To analyse 24 songs would be an exercise in futility because every song has something to shout about but there are some standouts with Wouldnt It Be Good being better than the original and both The Heat Is On and The Power Of Love – pop songs with rock quality and having the latter amped up a notich to give them even more of a kick. The powerhouse vocal combination truly comes alive on (I’ve Had) The Time Of Your Life with Strid and Vikström excelling themselves in capturing the whole spirit of the tune – as well as reminding us of the iconic scene in Dirty Dancing. There are other touches which should not work that work tremendously well such as flipping over the vocals and having Strid sing on songs that on the originals were female vocalists such as Belinda Carlisle’s Heaven Is A Place On Earth and Tina Turner’s We Don’t Need Another Hero (Thunderdome). This works equally well vice versa and having Vikström take lead on Far From Over which was originally sung by Frank Stallone.

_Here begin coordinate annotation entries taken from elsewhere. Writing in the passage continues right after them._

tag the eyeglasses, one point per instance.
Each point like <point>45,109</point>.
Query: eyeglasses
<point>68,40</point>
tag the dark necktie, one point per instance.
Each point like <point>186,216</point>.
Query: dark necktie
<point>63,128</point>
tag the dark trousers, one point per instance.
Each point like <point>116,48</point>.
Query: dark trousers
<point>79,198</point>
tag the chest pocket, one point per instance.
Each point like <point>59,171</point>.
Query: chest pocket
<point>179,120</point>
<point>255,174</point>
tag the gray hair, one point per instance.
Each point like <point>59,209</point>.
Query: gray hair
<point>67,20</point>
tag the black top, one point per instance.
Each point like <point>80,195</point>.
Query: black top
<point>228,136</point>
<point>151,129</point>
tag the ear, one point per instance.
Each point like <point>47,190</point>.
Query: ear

It may depend on how much of a movie nerd a listener is – Laney admits to loving his rom-coms – and while the 1980s album has a lot of obvious songs and from which movies they featured – who could forget Back To The Future and Huey Lewis And The News’ The Power Of Love? – some of the songs on the 1990s album, while the tunes were familiar, the movies they came from were not. It did look odd to see Heaven Is A Place On Earth on the 1990s album and not actually know the movie that it was featured in. On the other hand, it hardly spoiled hearing the song having to do a bit of Internet digging and it was just a case that the tracks and their movies are way more obvious elsewhere but this will depend on the listener. The albums can be how they were intended or a collection of very familiar songs reimagined.
Volume One of The Soundtrack Of Your Life is actually a reissue, the album was originally released in 2020 with the second volume being totally new for 2022. Take your pick or get both but in dark times and strange days and when everyone needs a bit of a lift, there is nothing but belting out a beloved song whether anyone is watching or not. Hairbrush microphones or raising the roof in the car on the daily commute are of course optional.

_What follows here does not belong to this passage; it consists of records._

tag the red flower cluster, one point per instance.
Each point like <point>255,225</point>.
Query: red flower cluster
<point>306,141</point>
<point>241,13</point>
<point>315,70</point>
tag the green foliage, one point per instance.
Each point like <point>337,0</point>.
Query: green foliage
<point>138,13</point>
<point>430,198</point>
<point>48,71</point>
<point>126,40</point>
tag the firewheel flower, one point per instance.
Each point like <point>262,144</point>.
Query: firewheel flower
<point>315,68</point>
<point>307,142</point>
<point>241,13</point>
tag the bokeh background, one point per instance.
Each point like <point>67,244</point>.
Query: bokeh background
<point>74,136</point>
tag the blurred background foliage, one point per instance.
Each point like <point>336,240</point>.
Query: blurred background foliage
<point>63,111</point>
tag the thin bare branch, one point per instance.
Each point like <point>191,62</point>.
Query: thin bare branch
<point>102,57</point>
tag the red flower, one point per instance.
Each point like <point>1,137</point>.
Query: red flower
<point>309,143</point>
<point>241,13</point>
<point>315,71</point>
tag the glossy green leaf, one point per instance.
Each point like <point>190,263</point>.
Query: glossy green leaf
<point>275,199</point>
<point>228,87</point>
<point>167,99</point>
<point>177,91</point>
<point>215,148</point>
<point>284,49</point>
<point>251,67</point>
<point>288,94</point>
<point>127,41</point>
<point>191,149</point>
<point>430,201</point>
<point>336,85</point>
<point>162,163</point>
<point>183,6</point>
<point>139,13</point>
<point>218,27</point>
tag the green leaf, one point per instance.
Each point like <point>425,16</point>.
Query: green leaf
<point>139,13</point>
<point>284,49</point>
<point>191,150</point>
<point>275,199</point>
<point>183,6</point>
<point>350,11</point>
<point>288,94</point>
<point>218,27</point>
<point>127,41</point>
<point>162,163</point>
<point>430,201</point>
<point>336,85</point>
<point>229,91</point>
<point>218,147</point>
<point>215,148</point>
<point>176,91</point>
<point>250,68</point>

A bunch of pop covers may sound a tad cheesy and throwaway but all credit to Chris Laney in turning his boredom during a pandemic into inspiration and when the quality of the songs and the performances is as good as it is – who cares if it is cheesy whether it is cheesy or not? Everyone involved is having fun – just check out some of the videos on YouTube for proof – and for anyone that does love pop music from the 1980s and 1990s then there is much to enjoy here.